Make only one of the pods of kubernetes deployment make a download, and only reads

1/3/2022

I have a docker container that first downloads file then it uses them, I wanted to make my application scalable so i used kubernetes depoyments and I created a Persistent volume so that all the pods of the deployment have a shared storage. I don't want every pod to download the files I just want only the first one that runs to download it and the other pods will only read id my docker container start.sh file contain those two commands:

python download.py
gunicorn my_application.wsgi:application --bind 0.0.0.0:8000

the configuration file of my deployment is as follows :

apiVersion: apps/v1
kind: Deployment
metadata:
  name: api-deployment
spec:
  replicas: 3
  selector:
    matchLabels:
      component: api
  template:
    metadata:
      labels:
        component: api
    spec:
      volumes:
        - name: api-storage
          persistentVolumeClaim:
            claimName: storage-persistent-volume-claim
      containers:
        - name: dispatch-model
          image: dockeris/my-app-image:latest
          ports:
            - containerPort: 8000
          volumeMounts:
            - name: api-storage
              mountPath: /dispatch_server/Assets/Data
              subPath: data_storage
      imagePullSecrets:
        - name: regcred 

any suggestions on how to approch this problem

-- MUSTAPHAAMINE DEBBIH
cicd
docker
kubernetes

1 Answer

1/3/2022

The absolute easiest approach is just to build this file into your Docker image.

# At image-build time
RUN ./download.py
# Don't need to separately download at container startup time
CMD gunicorn my_application.wsgi:application --bind 0.0.0.0:8000

This doesn't need a PersistentVolumeClaim, or shared storage, or anything else special. You need to trigger your CI system whenever there's an updated copy of the file but that should be fairly routine.

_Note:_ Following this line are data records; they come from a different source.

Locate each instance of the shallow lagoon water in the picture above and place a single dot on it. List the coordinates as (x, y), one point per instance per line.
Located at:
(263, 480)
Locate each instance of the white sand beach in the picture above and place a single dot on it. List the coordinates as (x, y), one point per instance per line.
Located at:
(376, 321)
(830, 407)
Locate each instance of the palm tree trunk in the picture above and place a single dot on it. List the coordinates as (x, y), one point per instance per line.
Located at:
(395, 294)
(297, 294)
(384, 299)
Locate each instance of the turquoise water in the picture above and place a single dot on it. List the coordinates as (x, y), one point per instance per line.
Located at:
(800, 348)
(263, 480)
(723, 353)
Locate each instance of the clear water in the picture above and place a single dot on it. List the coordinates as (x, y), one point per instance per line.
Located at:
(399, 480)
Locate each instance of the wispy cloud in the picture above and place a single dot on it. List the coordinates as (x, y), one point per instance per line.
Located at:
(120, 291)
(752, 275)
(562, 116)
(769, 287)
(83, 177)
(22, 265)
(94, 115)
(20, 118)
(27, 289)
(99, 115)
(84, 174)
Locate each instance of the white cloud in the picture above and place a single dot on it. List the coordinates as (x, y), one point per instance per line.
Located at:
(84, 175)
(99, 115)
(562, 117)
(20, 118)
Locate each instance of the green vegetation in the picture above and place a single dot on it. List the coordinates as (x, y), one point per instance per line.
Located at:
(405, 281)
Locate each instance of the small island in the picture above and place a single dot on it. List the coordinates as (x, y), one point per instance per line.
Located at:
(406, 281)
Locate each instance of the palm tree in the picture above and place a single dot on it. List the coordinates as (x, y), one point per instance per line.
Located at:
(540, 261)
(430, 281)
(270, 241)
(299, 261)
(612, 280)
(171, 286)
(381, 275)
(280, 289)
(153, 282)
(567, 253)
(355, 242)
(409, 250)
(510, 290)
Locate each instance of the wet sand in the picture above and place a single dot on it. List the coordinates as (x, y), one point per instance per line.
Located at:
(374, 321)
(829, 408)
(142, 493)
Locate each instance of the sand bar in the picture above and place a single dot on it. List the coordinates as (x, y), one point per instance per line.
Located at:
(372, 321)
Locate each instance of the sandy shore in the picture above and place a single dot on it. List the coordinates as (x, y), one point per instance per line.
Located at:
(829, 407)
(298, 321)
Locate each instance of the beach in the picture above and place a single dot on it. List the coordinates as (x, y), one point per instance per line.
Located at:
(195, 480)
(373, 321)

As with anything else managed by a Deployment, it's possible to be running Pods that use two different versions of the file, and also possible to roll back to a setup that used an older version of the file.

But what if the file is multiple gigabytes, and it really doesn't make sense to build it into an image? There are a bunch of questions you need to think about:

  • In the steady state (the system has been running successfully for months), when and how does the file get updated?
  • What happens if multiple processes try to do the update at the same time?
  • Mechanically, just looking through the list of Kubernetes volume types, do you have access to something that supports ReadWriteMany access?

In a comment, @Eugene suggests a Job and that could be a reasonable approach. There will be only one copy of the Job running, which helps address the concurrency considerations, and you can delete and recreate it whenever you need to. The Job can run the same image as the main service, if that helps your particular setup, and you can override the command it runs.

apiVersion: batch/v1
kind: Job
metadata:
  name: downloader
spec:
  template:
    spec:
      volumes: [ ... ]
      containers:
        - name: downloader
          image: registry.example.com/my-application:20220103
          args: # overrides Dockerfile CMD, one word to a list item
            - /app/downloader.py
          volumeMounts: [ ... ]
-- David Maze
Source: StackOverflow